– Плохо дело, – сказал Халкан и уселся на пол. – Кажется, мы тут застряли. Вряд ли они сейчас станут подбираться ближе, но и в покое нас не оставят уж точно. Что будем делать?
– Сейчас надо прийти в себя, успокоиться. Потом обязательно что-нибудь придумаем, – сказала Зали.
Она сняла шлем и прислонилась к стене. Камень приятно холодил затылок после горячки суматошного отступления. Перед закрытыми глазами вспыхивали и гасли, отдаваясь болью в висках, разноцветные пятна. Вдох, выдох и снова глубокий вдох. Зали старалась ни о чем не думать, но получалось плохо. Страх и раздражение клокотали в груди, ища выхода наружу.
Наконец, Зали не выдержала и взглянула на Халкана в упор, в глазах её заплясали искры, как ноги мертвеца, вздернутого на висилеце:
– Значит, ты думал, что за нами никто не следит?
Халкан вздохнул. Он давно ждал подобного вопроса и уже начал надеяться, что он так и не прозвучит.
– Видимо, я ошибся, – сказал он, старательно разглядывая стену напротив.
Зали снова закрыла глаза. Еще секунду назад ей хотелось ответить что-нибудь вроде «Это твои родители ошиблись, когда зачали тебя», но внезапно на неё навалилась обреченность, вытянутая в бесконечную линию, как кардиограмма умершего. Злость ушла, осталась только черная усталость. Их окружали стены дота, пострадавшие от надругательств времени, а снаружи поджидали вооруженные отряды дикарей. Никто не выберется из этой передряги.
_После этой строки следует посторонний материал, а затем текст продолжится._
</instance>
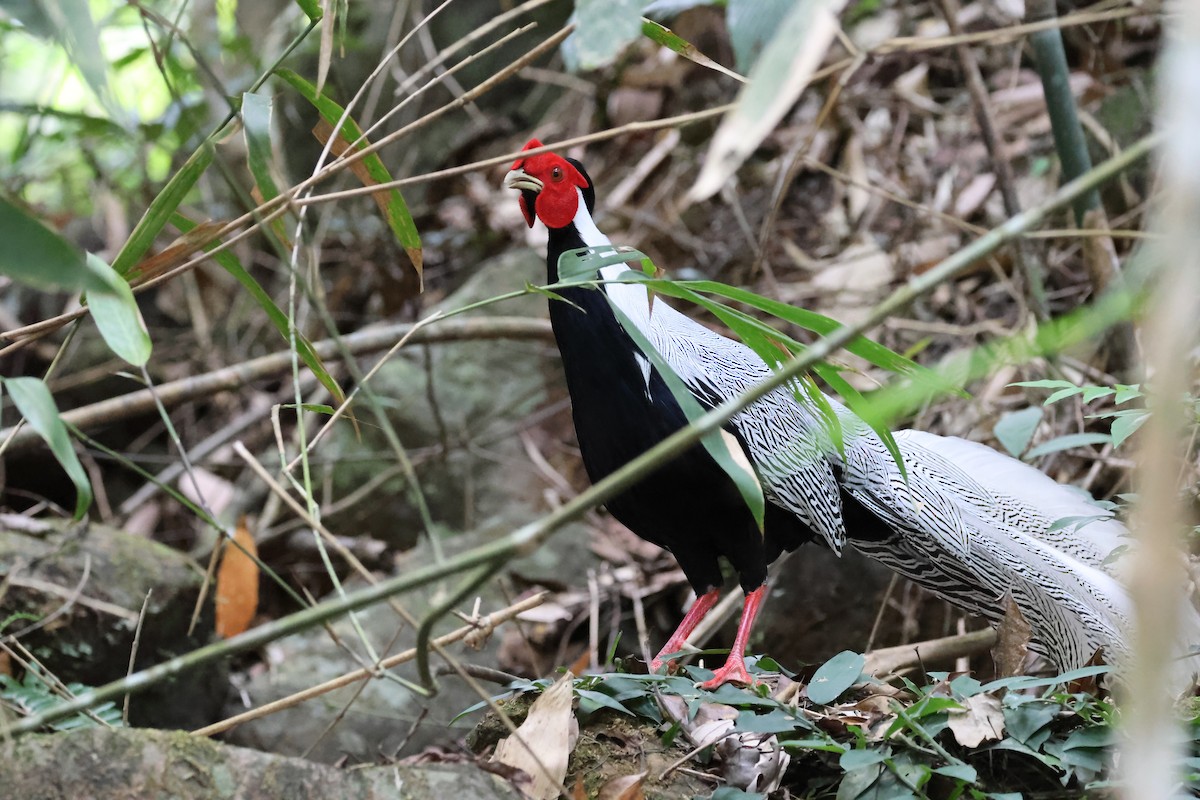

– Эта ошибка будет стоить нам жизни, – сказала она таким спокойным тоном, будто уже смирилась со своей участью.
Повисло долгое молчание. Если бы не редкие звуки выстрелов, приглушенные стенами дота, можно было бы представить себя сидящим на берегу реки или лежащим в собственной постели, объятым сонной негой. Еще недавно мечтавшая о спокойствии и расслаблении, теперь Зали гнала от себя эти образы, боясь заблудиться в них и провести в иллюзиях последние часы жизни. Она жадно вглядывалась в темноту, старалась каждой клеточкой ощутить холод стены и шершавость каменной крошки на полу.
– Я не понимаю, – наконец, сказала она, глядя прямо перед собой, – Как всё могло так получиться? Еще утром жизнь была длинной, почти бесконечной. Она была как любимая игрушка, с которой не расстаешься – простая, изученная, вся моя. А теперь её грубо вырывают у меня из рук, тянут так, что слышно, как с треском рвутся швы. Еще немного, и я уступлю. Ожидание – вот что самое мучительное. Чувствовать обреченность и знать, что ничего нельзя поделать. А знаешь, что еще ужасно?
– Что? – спросил Халкан скорее из вежливости, чем из интереса.